1. É claro que, com a data escolhida para as eleições, já era previsível um aumento da abstenção. Só não era previsível uma abstenção tão vasta. Neste sentido, o sistema de democracia local acabou por dar preocupantes sinais de indiferença política, mesmo quando a situação financeira e a paralisia institucional da Câmara pareciam exigir dos cidadãos maior activismo participativo. A questão que se põe, todavia, é de saber se este não é um problema mais geral da democracia representativa. Creio que sim. Mas também é claro que o actual sistema de democracia local não ajuda.

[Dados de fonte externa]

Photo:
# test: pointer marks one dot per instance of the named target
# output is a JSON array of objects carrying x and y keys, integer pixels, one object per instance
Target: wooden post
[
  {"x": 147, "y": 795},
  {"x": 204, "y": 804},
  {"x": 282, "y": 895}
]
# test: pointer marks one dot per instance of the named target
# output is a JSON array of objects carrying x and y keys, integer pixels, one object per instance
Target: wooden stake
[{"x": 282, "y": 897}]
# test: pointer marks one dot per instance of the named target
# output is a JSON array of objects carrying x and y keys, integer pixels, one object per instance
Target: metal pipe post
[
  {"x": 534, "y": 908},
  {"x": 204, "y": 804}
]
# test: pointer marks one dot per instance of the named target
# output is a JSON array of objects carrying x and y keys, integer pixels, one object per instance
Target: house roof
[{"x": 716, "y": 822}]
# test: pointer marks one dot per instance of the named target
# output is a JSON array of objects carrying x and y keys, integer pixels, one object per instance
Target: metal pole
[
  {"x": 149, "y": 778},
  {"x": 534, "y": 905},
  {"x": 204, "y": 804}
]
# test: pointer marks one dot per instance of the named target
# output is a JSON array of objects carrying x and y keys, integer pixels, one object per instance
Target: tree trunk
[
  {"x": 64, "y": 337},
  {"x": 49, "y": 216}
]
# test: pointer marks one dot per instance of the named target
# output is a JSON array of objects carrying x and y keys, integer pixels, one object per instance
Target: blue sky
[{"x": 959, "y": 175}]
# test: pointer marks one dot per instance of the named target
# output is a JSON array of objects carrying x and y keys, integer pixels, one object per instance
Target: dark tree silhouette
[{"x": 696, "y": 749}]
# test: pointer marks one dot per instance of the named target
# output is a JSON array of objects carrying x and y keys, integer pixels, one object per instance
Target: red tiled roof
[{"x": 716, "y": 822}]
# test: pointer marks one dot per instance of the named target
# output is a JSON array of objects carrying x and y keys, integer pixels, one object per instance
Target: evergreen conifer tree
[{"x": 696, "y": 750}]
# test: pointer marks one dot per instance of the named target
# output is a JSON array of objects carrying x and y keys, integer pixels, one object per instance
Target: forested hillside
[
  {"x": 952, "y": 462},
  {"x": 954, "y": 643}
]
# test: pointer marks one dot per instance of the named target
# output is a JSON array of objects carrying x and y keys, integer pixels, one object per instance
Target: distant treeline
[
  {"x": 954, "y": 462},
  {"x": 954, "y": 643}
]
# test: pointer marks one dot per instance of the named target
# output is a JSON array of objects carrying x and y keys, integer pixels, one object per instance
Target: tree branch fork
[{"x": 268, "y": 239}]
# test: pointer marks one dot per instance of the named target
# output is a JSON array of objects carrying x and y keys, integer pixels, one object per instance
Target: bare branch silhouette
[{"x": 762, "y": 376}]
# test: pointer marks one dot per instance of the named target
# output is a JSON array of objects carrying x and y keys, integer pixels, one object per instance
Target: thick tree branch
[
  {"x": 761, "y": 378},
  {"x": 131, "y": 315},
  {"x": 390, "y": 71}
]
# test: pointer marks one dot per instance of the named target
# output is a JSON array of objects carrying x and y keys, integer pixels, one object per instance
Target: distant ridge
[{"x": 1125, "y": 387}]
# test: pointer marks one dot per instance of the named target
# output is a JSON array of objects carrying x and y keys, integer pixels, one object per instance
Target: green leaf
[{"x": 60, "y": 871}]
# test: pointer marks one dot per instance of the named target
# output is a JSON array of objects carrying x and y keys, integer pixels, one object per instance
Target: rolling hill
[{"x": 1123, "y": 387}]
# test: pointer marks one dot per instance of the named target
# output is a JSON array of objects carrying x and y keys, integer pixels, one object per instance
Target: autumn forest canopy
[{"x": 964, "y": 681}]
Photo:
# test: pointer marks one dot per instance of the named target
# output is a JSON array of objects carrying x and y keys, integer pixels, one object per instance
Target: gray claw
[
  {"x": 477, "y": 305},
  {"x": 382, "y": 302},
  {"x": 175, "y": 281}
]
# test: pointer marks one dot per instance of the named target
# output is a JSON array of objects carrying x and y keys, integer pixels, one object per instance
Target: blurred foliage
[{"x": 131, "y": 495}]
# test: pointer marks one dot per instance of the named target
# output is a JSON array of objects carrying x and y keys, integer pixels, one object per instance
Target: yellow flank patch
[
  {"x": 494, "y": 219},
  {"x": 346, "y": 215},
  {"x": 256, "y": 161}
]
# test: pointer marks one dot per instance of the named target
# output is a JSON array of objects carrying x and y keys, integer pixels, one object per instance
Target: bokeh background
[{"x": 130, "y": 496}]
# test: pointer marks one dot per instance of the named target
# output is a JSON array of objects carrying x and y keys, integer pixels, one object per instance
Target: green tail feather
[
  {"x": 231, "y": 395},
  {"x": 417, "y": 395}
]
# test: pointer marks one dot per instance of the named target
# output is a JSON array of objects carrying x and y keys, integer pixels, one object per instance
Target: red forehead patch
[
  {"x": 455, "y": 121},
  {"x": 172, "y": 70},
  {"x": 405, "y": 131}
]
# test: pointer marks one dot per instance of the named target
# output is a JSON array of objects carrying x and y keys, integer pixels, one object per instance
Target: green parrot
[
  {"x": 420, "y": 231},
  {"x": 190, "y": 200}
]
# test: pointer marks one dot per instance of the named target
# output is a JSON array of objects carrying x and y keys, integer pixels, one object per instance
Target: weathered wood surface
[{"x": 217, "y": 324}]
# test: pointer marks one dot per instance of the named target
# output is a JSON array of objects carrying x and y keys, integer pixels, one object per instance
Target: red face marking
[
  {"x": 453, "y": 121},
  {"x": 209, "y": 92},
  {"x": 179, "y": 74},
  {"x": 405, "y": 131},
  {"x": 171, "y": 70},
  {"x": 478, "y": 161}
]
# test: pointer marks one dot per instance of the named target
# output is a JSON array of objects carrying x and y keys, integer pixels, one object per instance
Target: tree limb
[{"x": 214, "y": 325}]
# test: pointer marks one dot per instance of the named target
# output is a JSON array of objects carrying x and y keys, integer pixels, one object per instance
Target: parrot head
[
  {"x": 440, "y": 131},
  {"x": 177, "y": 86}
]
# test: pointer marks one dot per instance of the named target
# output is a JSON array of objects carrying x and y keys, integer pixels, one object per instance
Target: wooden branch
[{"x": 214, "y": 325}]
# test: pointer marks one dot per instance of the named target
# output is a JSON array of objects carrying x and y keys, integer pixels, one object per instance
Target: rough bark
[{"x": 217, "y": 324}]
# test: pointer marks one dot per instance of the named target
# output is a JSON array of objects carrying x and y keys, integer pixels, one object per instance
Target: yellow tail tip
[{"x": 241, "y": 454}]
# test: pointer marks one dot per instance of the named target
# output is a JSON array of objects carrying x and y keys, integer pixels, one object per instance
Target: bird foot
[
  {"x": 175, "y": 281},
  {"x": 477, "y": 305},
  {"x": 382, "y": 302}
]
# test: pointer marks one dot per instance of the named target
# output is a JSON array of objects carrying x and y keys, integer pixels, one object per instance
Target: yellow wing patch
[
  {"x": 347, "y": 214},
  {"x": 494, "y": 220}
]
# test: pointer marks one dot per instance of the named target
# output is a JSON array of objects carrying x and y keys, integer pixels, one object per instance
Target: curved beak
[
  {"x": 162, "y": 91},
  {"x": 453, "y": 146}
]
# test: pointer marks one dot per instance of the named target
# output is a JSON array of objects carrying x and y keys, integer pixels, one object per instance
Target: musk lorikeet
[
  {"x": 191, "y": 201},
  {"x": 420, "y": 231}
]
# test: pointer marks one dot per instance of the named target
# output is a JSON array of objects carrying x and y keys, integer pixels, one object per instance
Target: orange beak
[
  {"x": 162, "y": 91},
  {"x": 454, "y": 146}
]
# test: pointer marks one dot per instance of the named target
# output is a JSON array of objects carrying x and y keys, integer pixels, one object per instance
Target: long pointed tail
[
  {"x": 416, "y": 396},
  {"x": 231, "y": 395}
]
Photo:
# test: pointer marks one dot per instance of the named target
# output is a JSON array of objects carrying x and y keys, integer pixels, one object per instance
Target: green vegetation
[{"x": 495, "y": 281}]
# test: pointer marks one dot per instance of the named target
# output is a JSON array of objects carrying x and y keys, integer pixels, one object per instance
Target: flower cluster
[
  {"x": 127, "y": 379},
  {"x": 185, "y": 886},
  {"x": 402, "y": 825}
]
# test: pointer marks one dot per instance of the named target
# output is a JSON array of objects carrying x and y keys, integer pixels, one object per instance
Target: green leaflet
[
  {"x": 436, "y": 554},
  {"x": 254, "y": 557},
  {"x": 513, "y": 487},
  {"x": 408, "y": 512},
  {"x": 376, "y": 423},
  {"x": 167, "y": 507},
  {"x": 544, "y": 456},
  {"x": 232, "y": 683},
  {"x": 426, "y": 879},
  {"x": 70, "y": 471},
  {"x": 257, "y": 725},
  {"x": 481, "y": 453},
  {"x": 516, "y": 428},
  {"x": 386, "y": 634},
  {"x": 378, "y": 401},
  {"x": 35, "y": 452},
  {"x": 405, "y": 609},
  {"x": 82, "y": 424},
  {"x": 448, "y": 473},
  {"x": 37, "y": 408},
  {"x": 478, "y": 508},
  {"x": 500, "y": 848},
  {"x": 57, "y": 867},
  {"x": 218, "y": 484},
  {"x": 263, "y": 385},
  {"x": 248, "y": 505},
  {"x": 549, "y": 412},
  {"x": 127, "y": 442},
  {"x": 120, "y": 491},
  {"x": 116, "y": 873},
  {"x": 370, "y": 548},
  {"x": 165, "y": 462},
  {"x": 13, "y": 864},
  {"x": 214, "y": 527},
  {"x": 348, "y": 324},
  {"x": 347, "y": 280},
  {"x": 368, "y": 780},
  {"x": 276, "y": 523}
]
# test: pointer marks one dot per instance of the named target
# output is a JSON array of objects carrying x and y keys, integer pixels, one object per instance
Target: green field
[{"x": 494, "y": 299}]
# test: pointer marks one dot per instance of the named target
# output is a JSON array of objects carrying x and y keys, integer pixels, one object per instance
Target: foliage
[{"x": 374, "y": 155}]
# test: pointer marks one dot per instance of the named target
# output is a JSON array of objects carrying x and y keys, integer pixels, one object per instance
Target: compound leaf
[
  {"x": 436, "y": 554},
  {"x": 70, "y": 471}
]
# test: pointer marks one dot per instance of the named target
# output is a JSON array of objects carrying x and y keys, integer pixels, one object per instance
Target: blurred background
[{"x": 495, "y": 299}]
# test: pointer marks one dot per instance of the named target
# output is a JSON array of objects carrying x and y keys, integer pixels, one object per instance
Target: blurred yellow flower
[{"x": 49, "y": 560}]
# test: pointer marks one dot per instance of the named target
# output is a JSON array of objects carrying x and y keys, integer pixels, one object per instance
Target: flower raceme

2. Há muito que está disponível, já na própria Assembleia da República, uma proposta de alteração profunda do actual modelo institucional da democracia local, em particular no que diz respeito à formação do executivo municipal, às relações deste com a Assembleia Municipal e às competências do órgão deliberativo. O actual modelo, a que chamo «modelo consociativo», fazia sentido no início da nossa democracia, quando era necessário promover aprendizagem política democrática e institucional em todos os quadrantes ideológicos, dotar o sistema de suficientes – mas, então, escassos – recursos humanos politicamente qualificados e conseguir uma plena integração democrática dos cidadãos pertencentes aos diferentes sectores políticos e ideológicos. Hoje, com a maturidade democrática que o sistema atingiu, não se justifica uma moldura institucional deste tipo, mas sim uma moldura política que promova a alternância, a clara imputação de responsabilidades políticas e a valorização política do órgão deliberativo municipal. Mais. O actual sistema tem contribuído para distorcer o próprio processo democrático interno dos partidos, através da instrumentalização permanente das posições de poder no interior do aparelho autárquico para fins internos. Por isso, torna-se cada vez mais necessário promover a clareza nas relações institucionais do poder autárquico.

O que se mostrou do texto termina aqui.